The Export-Import Bank would also fold into Commerce under the president’s proposal. Fred P. Hochberg, the Ex-Im Bank’s chairman, said the consolidation would provide “better strategic coordination” among agencies that are, in effect, competing with well-organized efforts by governments in China and elsewhere to support their businesses.

“I see what the foreign competition is and what American companies face and making our agencies more streamlined, leaner, better connected is going to be good for American business,” he said.

Business leaders were supportive of Obama’s request that the president be empowered to reorganize some of the bureaucracy.

“Until the 1980s, all presidents had the authority to reorganize the government, eliminate waste and achieve efficiencies,” said John Engler, president of the Business Roundtable and a former Michigan governor.

Obama also announced Friday that he was elevating administrator of the Small Business Administration, a post held by Karen G. Mills, to a Cabinet-level position. The move has bipartisan support.

In a January 2009 letter, Sens.
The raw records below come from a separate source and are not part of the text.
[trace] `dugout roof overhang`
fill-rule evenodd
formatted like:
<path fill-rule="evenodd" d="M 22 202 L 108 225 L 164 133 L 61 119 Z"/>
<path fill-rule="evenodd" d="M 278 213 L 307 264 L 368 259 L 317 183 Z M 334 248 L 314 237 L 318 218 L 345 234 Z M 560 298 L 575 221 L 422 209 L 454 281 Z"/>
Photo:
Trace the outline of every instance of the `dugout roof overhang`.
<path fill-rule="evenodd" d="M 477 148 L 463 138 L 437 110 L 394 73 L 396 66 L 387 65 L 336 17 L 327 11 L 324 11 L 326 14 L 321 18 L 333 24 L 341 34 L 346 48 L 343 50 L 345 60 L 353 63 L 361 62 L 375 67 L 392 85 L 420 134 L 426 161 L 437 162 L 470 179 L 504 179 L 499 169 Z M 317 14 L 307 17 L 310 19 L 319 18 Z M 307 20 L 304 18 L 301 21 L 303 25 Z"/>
Mary Landrieu (D-La.) and Olympia J. Snowe (R-Maine) urged Obama to change the status of the SBA chief.

“I am confident Administrator Mills will be a strong voice in the Cabinet during this recovery,” Landrieu said Friday.

The SBA chief would be removed from the Cabinet, however, if the consolidation of the agencies is completed, officials said.

Other lawmakers said that they supported moves to make government more efficient but that they were awaiting details on the proposal.

“Decreasing the size of government and reducing bureaucracy is something that I support in principle; however, it is important that any effort to make significant changes to federal commerce and trade programs must be done carefully and in a way that protects America’s small businesses,” said Rep. Sam Graves (R-Mo.), chairman of the House Small Business Committee.